Peşinen ifade edelim: Yok…

Ancak, bir “kalkışma”da bulunma ihtimalleri her daim bâki. Farz edelim, böyle bir girişimi sabah başlatsalar, akşama ölülerini toplayacak taraftar bulamazlar.

FETÖ bile bu işi beceremedi de, tek başına bunlar mı becerecek?

Ceberrut Suudi Arabistan Krallığı hariç (ki, orada dahi bir “veliahd prensler savaşı” mevzubahistir) Vahhabi-Selefi mukallitler, iç karışıklık veya savaş olmayan hiçbir ülkede, ufak-tefek grupçuklar olmak hâricinde cemiyetin ekseriyetine nüfuz ve sirayet edebilecek toplu bir cemaat-örgüt veya post-modern deyişlerle tâbir edilen topluluklar dahi değildirler; kendi içlerinde tam ve mükemmel bir birlik olmaları bir tarafa, kendi içlerinde dahi sürekli muhalif gruplara gebedirler, ta ki eli silahlı en ceberrut bir lider belki bunları bir müddet hizaya getirebilir, getirir, belli dönemlerde getirmiştir de.

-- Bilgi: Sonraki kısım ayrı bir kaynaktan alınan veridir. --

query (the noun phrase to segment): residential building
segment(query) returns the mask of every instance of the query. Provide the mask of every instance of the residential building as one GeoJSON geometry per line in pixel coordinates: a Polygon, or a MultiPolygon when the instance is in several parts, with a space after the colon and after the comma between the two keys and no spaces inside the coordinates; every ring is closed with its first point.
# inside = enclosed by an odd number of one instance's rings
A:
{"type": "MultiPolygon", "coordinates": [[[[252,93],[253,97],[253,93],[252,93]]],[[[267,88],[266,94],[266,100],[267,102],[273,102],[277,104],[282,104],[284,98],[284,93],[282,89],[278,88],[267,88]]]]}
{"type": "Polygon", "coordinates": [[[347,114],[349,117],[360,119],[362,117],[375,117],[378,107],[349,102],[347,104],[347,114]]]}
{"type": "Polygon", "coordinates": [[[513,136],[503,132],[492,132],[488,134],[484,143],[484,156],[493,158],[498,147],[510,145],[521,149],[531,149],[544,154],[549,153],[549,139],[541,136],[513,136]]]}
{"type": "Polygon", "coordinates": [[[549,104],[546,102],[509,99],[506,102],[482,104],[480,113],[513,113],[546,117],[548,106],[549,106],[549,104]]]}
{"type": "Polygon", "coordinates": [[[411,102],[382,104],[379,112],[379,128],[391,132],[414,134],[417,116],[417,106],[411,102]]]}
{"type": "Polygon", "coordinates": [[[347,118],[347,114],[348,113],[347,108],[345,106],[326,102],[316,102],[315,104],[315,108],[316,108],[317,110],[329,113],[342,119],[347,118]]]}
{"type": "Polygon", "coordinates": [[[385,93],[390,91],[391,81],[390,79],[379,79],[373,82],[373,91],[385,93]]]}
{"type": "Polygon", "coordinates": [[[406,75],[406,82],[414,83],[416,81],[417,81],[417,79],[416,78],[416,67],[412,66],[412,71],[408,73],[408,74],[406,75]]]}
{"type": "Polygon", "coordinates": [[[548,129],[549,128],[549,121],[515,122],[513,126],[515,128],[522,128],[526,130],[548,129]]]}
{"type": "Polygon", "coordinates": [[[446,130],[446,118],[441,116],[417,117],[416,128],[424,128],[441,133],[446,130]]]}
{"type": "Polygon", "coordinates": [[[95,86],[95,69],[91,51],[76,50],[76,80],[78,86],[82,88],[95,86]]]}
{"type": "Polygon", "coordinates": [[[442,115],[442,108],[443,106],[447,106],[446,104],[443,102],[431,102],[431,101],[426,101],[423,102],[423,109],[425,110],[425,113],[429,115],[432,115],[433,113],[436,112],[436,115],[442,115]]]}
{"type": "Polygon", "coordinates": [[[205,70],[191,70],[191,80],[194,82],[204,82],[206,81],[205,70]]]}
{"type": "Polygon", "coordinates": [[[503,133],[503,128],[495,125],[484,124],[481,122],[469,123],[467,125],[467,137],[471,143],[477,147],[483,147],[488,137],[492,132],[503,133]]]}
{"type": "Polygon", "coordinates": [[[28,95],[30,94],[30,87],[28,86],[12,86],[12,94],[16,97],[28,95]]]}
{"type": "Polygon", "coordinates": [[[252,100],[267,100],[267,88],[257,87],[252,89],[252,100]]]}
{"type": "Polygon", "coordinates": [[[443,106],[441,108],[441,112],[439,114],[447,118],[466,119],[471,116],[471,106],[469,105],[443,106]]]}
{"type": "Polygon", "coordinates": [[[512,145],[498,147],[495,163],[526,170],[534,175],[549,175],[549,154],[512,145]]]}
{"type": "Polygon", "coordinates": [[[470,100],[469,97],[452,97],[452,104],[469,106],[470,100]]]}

Farz-ı muhâl; İbni Teymiyye ve Bin Abdulvehhab’a tâbi olduklarını ısrarla vurgulayan ve kendilerini “selefi” olarak tarif edenlerin tamamı bir arada tutularak serbest faaliyet imkânı verilse ve bir de ellerinde silahları olsa, bu tekfirciler gürûhu önce kendilerine biraz yakın gördükleri veya menfaatlerinin daha çok ortak olduğu birkaç fırkayla birleşip başka; biraz beğenmedikleri bir fırkayı ya tekfir eder yahut öldürür. Daha sonra, ortak düşmana (!) karşı birlik içinde hareket eden fırkalar arasına nifak girer ve böylece, bir önceki icraatlarında görüldüğü üzere birbirlerini tekfir ederek, fırkalara ayrılırlar; CIA, dolayısıyle ABD tarafından Irak Ebu Gureyb hapishanelerinde kurulan terör örgütü ve sonra sözde Irak-Şam İslâm Devleti yaftasını boyunlarına takan hain işbirlikçiler ve Mısır’da, “oy vermek kâfirliktir” benzeri nutuklar atarak Mursi’yi tekfir eden, bu haltlarına rağmen emperyalistlerin bir kuklası olan Darbeci Sisi’yi destekleyen Nur Partisi militanları (!) misâlinde görüldüğü gibi...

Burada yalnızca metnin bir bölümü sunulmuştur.